B.2 ricoveri temporanei/rifugi= insediamenti stagionali, luoghi di riunione saltuaria, ricoveri di banditi, cavità
scavate nei parchi di ville antiche, luoghi di temporanea detenzione; i rifugi antiaerei vanno in D.7.
B.3 opifici = grotte dei cordari, oleifici, officine, luoghi (in passato) di lavoro; se militari, vanno in D.1.
B.4 magazzini = depositi di attrezzi agricoli, cantine da vino, cantine generiche; se militari vanno in D.5.
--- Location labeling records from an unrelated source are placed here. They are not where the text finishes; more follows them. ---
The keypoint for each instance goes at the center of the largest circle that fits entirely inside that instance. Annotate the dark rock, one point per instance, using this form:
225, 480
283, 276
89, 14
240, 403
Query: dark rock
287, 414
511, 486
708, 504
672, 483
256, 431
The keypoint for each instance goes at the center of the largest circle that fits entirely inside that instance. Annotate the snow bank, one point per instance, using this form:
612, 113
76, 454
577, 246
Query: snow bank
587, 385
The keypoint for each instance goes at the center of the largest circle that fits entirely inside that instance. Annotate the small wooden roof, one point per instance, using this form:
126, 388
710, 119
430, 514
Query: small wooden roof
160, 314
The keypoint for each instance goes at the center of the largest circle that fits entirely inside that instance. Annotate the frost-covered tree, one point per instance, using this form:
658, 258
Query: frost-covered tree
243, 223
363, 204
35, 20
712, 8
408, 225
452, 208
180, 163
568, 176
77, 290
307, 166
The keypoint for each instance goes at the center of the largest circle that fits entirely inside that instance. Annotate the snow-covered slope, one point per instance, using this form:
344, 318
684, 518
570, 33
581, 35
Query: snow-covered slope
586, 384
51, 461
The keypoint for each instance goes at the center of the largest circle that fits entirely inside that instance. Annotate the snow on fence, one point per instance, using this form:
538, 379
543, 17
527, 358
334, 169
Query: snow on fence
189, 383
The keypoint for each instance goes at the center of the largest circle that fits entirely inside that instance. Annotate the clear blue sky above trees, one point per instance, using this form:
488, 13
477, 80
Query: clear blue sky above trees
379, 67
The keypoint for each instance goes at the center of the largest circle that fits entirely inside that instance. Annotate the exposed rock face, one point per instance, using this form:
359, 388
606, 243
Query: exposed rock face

B.5 silos sotterranei = cavità con accesso generalmente dall’alto, scavate nella roccia e chiuse da una pietra
accuratamente squadrata, che garantiva la conservazione di derrate alimentari al riparo dai topi; sinonimo: fosse
granarie.
B.6 stalle = ricoveri per animali di qualsiasi taglia, dai cavalli ai polli, esclusi i piccioni (B.7).
B.7 colombari = la maggior parte dei colombari extraurbani, con cellette piccole e fitte, avevano funzione di
allevamento di piccioni o volatili analoghi, termine corretto “colombaie”; altri, con celle un po’ più grandi e
senza la finestrella per far entrare e uscire gli uccelli, sono invece cavità funerarie e vanno in C.2.
B.8 altri insediamenti = è difficile stabilire un elenco completo di tutti i tipi di insediamenti, se ve ne sono di
inusuali o non interpretabili, andranno in questa voce; se si troverà un gran numero di insediamenti che ricadano
nelle sette voci precedenti, se ne creerà una apposita.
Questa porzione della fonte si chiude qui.